In this depressing context, the CEOs of Uber and Postmates are advocating for the need to break out of what they see as the crusty old categories of employee and independent contractor. They say these categories no longer meet the reality of today’s workforce. These companies may be visionary geniuses regarding tech issues, and they’re great on customer service, but when it comes to what workers need, they’re simply wrong.

Gig companies have promoted proposals for a third category of worker; their plans include only the most meager of obligations. Uber, for example, urges that these companies should be bound only by three slender requirements: to not discriminate, to pay into a modest worker benefits fund and to provide insurance for on-the-job injuries.

But legally, being an “employee” means that workers have a broader bundle of rights that their employer must respect. What would gig companies jettison, based on Uber’s proposal? The right to a safe workplace, to minimum wage and overtime pay, to unemployment insurance and employer Social Security contributions and also to form a union and to not face retaliation for asserting any of these rights.

These protections are more relevant than ever today’s working people. Our laws respond to basic human needs that endure regardless of technological change. Why would we change everything about protections we’ve had for nearly a century because some companies — which currently employ around 1% of the workforce — happen to supervise their workers via smartphone? After all, the main difference between Uber and a traditional car service, or Doordash and a traditional pizza delivery outfit, is that customers procure services through an app on their phones instead of making a phone call. But working through an app doesn’t make the work different: The job is still driving people and delivering food, and workers are still performing the work for a more powerful public-facing business that calls the shots.

And what happens when there are future technological changes?

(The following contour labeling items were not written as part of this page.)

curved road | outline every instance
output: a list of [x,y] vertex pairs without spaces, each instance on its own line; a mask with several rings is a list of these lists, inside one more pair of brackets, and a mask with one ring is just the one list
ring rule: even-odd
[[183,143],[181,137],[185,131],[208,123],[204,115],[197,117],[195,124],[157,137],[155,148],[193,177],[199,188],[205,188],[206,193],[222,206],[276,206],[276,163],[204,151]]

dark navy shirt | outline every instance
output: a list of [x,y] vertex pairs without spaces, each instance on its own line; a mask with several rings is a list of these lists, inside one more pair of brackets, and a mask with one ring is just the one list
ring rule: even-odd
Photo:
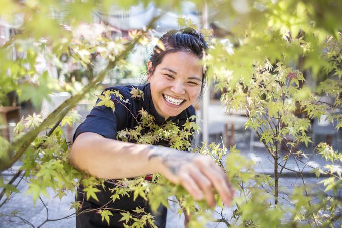
[[[158,125],[162,125],[166,122],[165,119],[157,112],[151,96],[150,86],[147,84],[143,86],[134,86],[138,88],[144,92],[144,99],[137,99],[131,98],[130,92],[134,86],[128,85],[124,86],[114,86],[109,87],[106,90],[116,90],[119,91],[123,96],[124,99],[128,99],[128,102],[117,103],[115,105],[115,111],[113,113],[113,110],[104,105],[94,107],[88,115],[86,120],[77,128],[74,135],[73,140],[83,132],[93,132],[102,135],[107,138],[115,139],[117,132],[118,131],[127,128],[128,130],[133,129],[138,126],[138,123],[135,118],[138,116],[138,112],[143,108],[148,113],[153,115],[155,120],[155,123]],[[119,99],[117,97],[112,98],[114,100]],[[97,103],[100,101],[98,99]],[[125,106],[125,107],[124,106]],[[167,121],[171,121],[177,124],[180,129],[183,128],[183,125],[185,123],[188,118],[195,115],[195,109],[190,106],[177,116],[170,117]],[[143,132],[141,132],[143,134]],[[166,141],[159,141],[156,145],[169,146],[169,144]],[[105,189],[99,187],[101,192],[97,193],[99,202],[90,198],[86,200],[83,194],[82,186],[80,186],[78,190],[79,193],[77,196],[77,200],[84,202],[82,204],[81,211],[87,209],[95,209],[100,207],[110,201],[112,193],[109,190],[113,188],[114,186],[105,182]],[[130,198],[127,196],[121,197],[120,199],[116,200],[114,203],[107,205],[110,208],[117,208],[120,210],[127,210],[131,212],[131,210],[135,209],[137,206],[144,207],[145,211],[150,212],[150,209],[148,204],[143,198],[138,197],[135,201],[133,201],[133,196]],[[157,219],[156,225],[159,227],[164,227],[166,224],[166,209],[161,211],[159,215],[159,220]],[[112,211],[113,216],[110,216],[110,227],[123,227],[123,223],[119,222],[122,216],[118,211],[116,213]],[[160,218],[161,217],[161,218]],[[108,227],[105,221],[102,222],[101,216],[95,213],[87,212],[76,217],[76,226],[77,227]]]

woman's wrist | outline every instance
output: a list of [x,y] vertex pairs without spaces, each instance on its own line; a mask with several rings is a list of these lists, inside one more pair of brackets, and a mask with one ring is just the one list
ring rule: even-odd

What if construction companies start hiring workers via app? Would their workers also be exempt from workers’ compensation, or whatever other laws these companies deem outdated? This isn’t a farfetched question: Already the Massachusetts Attorney General has had to crack down on a company that treated dental hygienists hired through apps as independent contractors. Drivers drive, construction workers build and hygienists clean our teeth. The “gig” economy isn’t so innovative that it requires rewriting the laws that protect everyone.

Gig companies inaccurately assert, as Uber’s CEO did, that our current system “forces every worker to choose between being an employee with more benefits but less flexibility, or an independent contractor with more flexibility but almost no safety net.” This is simply false. No law prohibits part-time jobs or flexibility for employees. In fact, over 23 million wage and salary workers were employed part time in 2019 — treated as employees, with the wage, workplace safety and other key protections of employees, despite their part-time status. And plenty of employees don’t have rigid work schedules. This is especially evident during the pandemic: Many people have been working from home, getting their jobs done in flexible chunks of time, including after kids are asleep. They’re still employees.

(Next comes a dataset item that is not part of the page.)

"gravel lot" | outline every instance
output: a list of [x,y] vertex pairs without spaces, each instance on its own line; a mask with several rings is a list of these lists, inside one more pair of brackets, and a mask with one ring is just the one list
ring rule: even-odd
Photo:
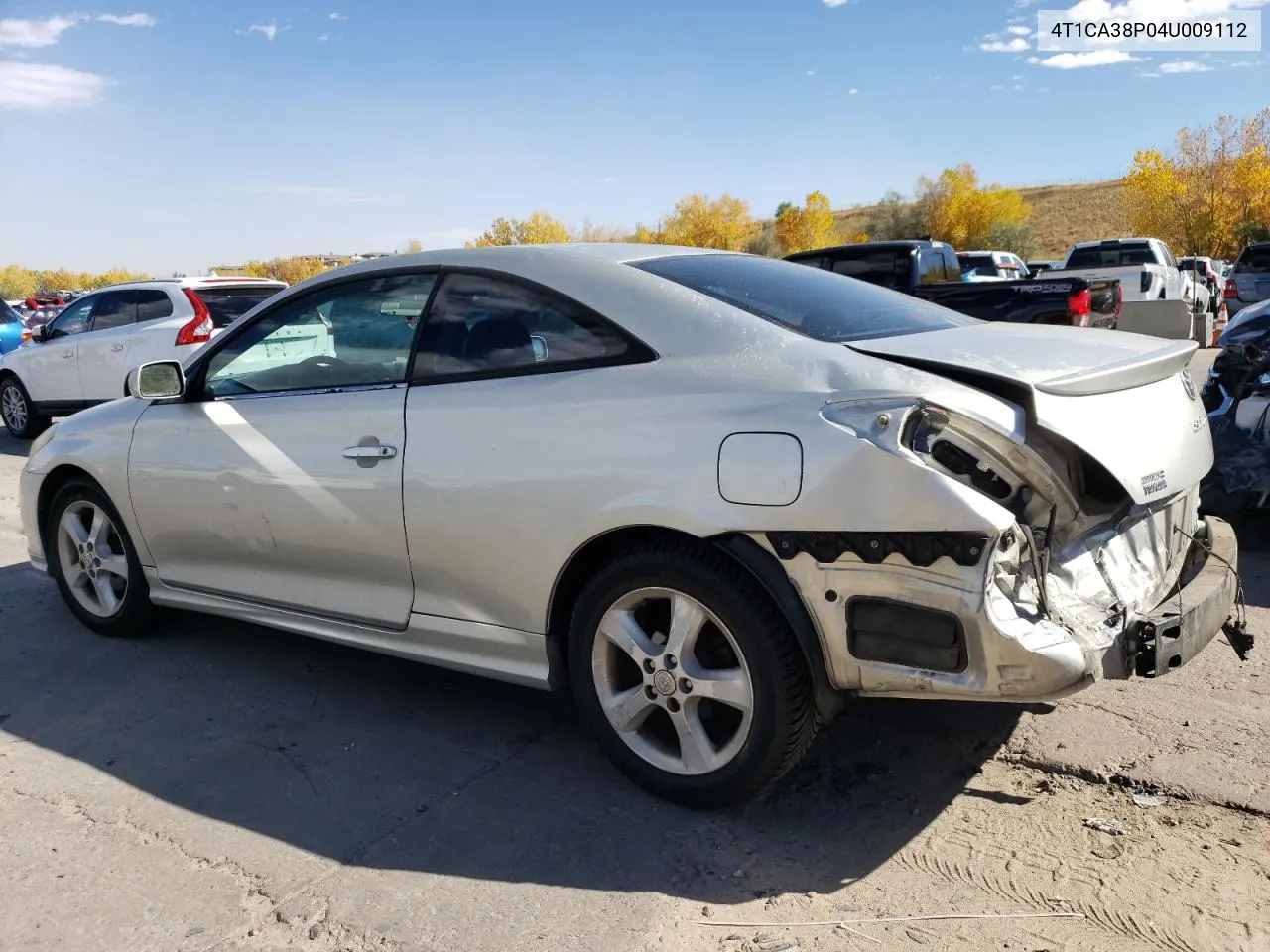
[[[25,565],[24,456],[0,435],[0,949],[1270,949],[1270,637],[1057,706],[860,702],[770,800],[692,814],[533,692],[208,618],[91,635]],[[1083,918],[782,928],[1015,913]]]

Tech companies argue for separating our social safety net from employment, and most of us who care about workers would agree: We need far more robust protections for everyone, including universal health care unrelated to employment. But the answer isn’t eliminating the workplace protections we already have. In essence, gig companies want to redistribute the costs of the safety net away from themselves and toward workers and all of us. Indeed, right now, regular employee unemployment insurance benefits are paid for by employer taxes. Meanwhile, the temporary Pandemic Unemployment Assistance that many gig workers are receiving is federally funded — paid by all of us collectively because Uber, Lyft and their peers passed the buck. Why should that be the case?

Policy decisions should not be made on the basis of a few large companies’ self-interest. Rather, we should act based on what’s best for society, which includes ensuring decent, dignified treatment for the people whose work makes our country run. That necessarily involves placing some obligations on companies.

This is why the hardware store has to pay minimum wage, why the dry cleaner pays unemployment taxes and why the diner buys workers’ compensation insurance. It’s also why Uber and other gig economy companies should not be exempted from doing the same.